La nef des damnes
gestes des fermiers près de leur foyer, la façon dont ils préparaient la soupe, dont ils la mangeaient lentement, dont l’un d’eux devait faire aller et venir ses pieds sous le tabouret... Une vie qui ressemblait étrangement à celle de ses parents là-haut au nord du Monde.
Il ressortit en faisant signe à ses hommes de le suivre, guidé vers le monastère par l’appel du tocsin qui résonnait toujours.
Arrivée en vue du Castelas, sa troupe se dissimula pour observer la bataille menée par Tancrède. Les défenseurs versaient de la poix brûlante du haut du mur d’enceinte. Flèches et cailloux pleuvaient. On entendait des cris de douleur et de rage. Le rude visage d’Hakon s’éclaira, le monastère résistait et les attaquants refluaient.
L’Orcadien donna le signal du retour. Tant que Tancrède tiendrait bon, la priorité restait le camp et la défense du trésor d’Henri II Plantagenêt. Ils se remirent en marche.
Le soleil plongeait derrière l’horizon quand l’éclaireur repéra l’ennemi en position autour du campement. À portée de hache.
Hakon entendit plus qu’il n’aperçut l’homme que lui désignait son guetteur. Au mépris de toute prudence, il pissait contre un tronc puis rejoignit ses compagnons en plaisantant, incapable d’imaginer que l’ennemi était à la fois devant et derrière eux !

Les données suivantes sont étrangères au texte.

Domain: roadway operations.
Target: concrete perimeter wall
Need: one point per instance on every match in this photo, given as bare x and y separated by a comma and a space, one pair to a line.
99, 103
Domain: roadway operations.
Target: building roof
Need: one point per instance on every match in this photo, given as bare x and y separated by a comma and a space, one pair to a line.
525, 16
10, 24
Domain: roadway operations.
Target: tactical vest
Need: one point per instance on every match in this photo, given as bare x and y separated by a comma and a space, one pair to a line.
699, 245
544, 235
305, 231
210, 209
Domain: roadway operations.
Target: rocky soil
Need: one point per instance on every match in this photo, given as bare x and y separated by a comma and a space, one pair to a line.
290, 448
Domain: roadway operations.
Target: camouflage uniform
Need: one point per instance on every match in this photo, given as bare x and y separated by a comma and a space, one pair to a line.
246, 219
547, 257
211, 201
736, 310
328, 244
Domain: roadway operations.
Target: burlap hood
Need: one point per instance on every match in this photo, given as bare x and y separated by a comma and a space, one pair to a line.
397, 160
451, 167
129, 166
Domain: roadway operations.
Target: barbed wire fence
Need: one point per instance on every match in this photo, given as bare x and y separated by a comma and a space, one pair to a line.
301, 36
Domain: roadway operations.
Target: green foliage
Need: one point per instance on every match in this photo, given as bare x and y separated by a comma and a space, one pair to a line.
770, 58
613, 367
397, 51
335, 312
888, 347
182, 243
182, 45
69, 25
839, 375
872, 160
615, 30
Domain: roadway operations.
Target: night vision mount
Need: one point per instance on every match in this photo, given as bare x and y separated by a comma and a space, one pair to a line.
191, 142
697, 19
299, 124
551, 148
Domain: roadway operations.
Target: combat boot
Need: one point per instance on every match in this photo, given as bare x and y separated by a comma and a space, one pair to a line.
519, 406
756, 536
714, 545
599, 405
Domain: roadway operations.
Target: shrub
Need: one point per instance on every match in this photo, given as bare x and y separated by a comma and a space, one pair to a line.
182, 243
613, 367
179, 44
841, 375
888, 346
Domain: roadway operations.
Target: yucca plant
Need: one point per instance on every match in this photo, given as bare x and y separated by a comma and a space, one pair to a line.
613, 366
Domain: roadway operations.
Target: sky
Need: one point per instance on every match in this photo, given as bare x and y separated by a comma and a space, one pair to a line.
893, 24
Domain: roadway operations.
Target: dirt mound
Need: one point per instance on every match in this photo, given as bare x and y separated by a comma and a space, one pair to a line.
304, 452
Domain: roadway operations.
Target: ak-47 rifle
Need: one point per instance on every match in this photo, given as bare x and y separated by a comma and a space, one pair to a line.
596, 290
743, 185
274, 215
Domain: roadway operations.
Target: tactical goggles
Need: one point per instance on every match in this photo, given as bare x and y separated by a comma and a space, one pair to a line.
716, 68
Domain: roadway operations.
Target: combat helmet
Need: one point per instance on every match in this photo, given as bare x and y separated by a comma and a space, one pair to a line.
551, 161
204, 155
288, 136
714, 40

N’eût été ses ordres, Hakon serait volontiers passé à l’attaque. Au lieu de ça, il fit reculer ses soldats à quelque distance, répétant ses instructions. Ils avaient ordre d’attendre derrière les lignes ennemies et même si l’Orcadien eût préféré se battre tout de suite, il reconnaissait l’intelligence du plan que l’Oriental leur avait proposé.
Ses hommes prirent position. Ils s’installèrent du mieux qu’ils le pouvaient pour une longue attente. Hakon s’accroupit, la main sur sa hache. La nuit ne faisait que commencer. Les soldats gardaient une immobilité absolue. L’ennemi se tenait tranquille, surveillant le campement sans rien faire comme si, lui aussi, attendait un ordre.
Soudain retentit le cri de la hulotte, un cri qui se répéta par trois fois et auquel répondit aussitôt le même signal venu des lignes ennemies.
Comme à chaque fois qu’il sentait le danger, Hakon eut l’impression que sa vision et son ouïe s’aiguisaient. Il perçut un mouvement loin sur le sentier, c’était infime, mais il était sûr qu’un homme approchait. Une ombre plus opaque que celle des taillis qui le cernaient. Un homme qui avançait prudemment. Un messager, sans doute. Sa silhouette se profila bientôt non loin de l’Orcadien. Un sourire de loup se dessina sur les lèvres d’Hakon. Ceux-là ne savaient pas se fondre dans la nature comme les guerriers fauves apprenaient à le faire dès leur petite enfance. Les branchettes qu’ils avaient jetées sur la sente se brisaient sous ses pas, il poussa même un juron étouffé. Les hommes d’Hakon ne bougeaient toujours pas. Les pas s’étaient éloignés, le messager avait dû rejoindre les siens. Le sourire de l’Orcadien s’effaça. Il allait encore falloir attendre. Il soupira.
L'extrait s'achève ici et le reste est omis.